Pas le temps de se soigner.
Le 29 septembre, les représentants l’ont nommé chef de bataillon. Nouvel élan, nouvelle source d’énergie, nouvelle certitude que l’on peut aller plus loin, plus vite.
Napoléon, chaque jour, rend visite à Saliceti. Il martèle que son plan est le seul qui puisse faire tomber Toulon. Mais les obstacles sont toujours là.

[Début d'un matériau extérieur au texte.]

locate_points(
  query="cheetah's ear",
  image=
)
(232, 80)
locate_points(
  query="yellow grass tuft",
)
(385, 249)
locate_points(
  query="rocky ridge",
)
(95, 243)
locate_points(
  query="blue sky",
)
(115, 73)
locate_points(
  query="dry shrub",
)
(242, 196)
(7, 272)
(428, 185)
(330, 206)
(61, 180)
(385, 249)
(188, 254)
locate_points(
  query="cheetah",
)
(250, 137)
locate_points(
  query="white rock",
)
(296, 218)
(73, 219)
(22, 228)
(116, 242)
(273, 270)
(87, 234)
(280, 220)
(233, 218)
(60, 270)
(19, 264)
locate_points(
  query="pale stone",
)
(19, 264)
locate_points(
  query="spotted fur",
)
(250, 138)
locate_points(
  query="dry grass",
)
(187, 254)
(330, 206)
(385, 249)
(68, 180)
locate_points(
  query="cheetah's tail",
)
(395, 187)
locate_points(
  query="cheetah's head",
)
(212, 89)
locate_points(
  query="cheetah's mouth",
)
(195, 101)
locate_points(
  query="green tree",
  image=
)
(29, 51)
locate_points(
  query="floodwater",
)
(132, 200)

Il répète. Parler, c’est comme un feu de salve. Il le dit à ses canonniers : « Il faut tirer sans se décourager et, après cent coups inutiles, le cent unième porte et fait effet. »
Il sent que Saliceti, Gasparin et plus tard Ricord et Augustin Robespierre, et même Barras et Fréron, ne lui résistent pas.

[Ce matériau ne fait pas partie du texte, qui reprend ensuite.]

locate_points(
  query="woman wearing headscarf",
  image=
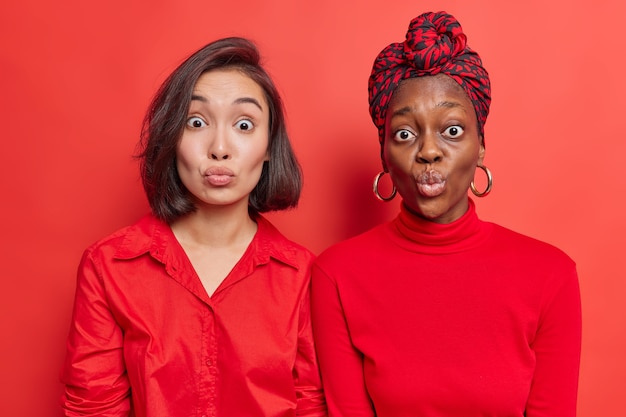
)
(438, 313)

Cet ascendant qu’on exerce sur les hommes, quelle jouissance ! Quel alcool ! Quelle femme serait capable de donner un tel sentiment d’ivresse et de puissance ?
Il découvre cela.
Saliceti et les représentants obtiennent le remplacement du général Carteaux. « Le capitaine Canon » l’a emporté. Le général Doppet, qui succède à Carteaux, est un ancien médecin, qui ne résiste que quelques semaines.
Napoléon, le visage ensanglanté par une blessure au front, s’avance, au terme d’une attaque, vers Doppet. C’est donc vous « le jean-foutre qui a fait battre la retraite », lance-t-il à Doppet.
Le général s’éloigne, Napoléon regarde les soldats qui l’entourent. Ils injurient le général. « Aurons-nous toujours des peintres et des médecins pour nous commander ? » crient-ils.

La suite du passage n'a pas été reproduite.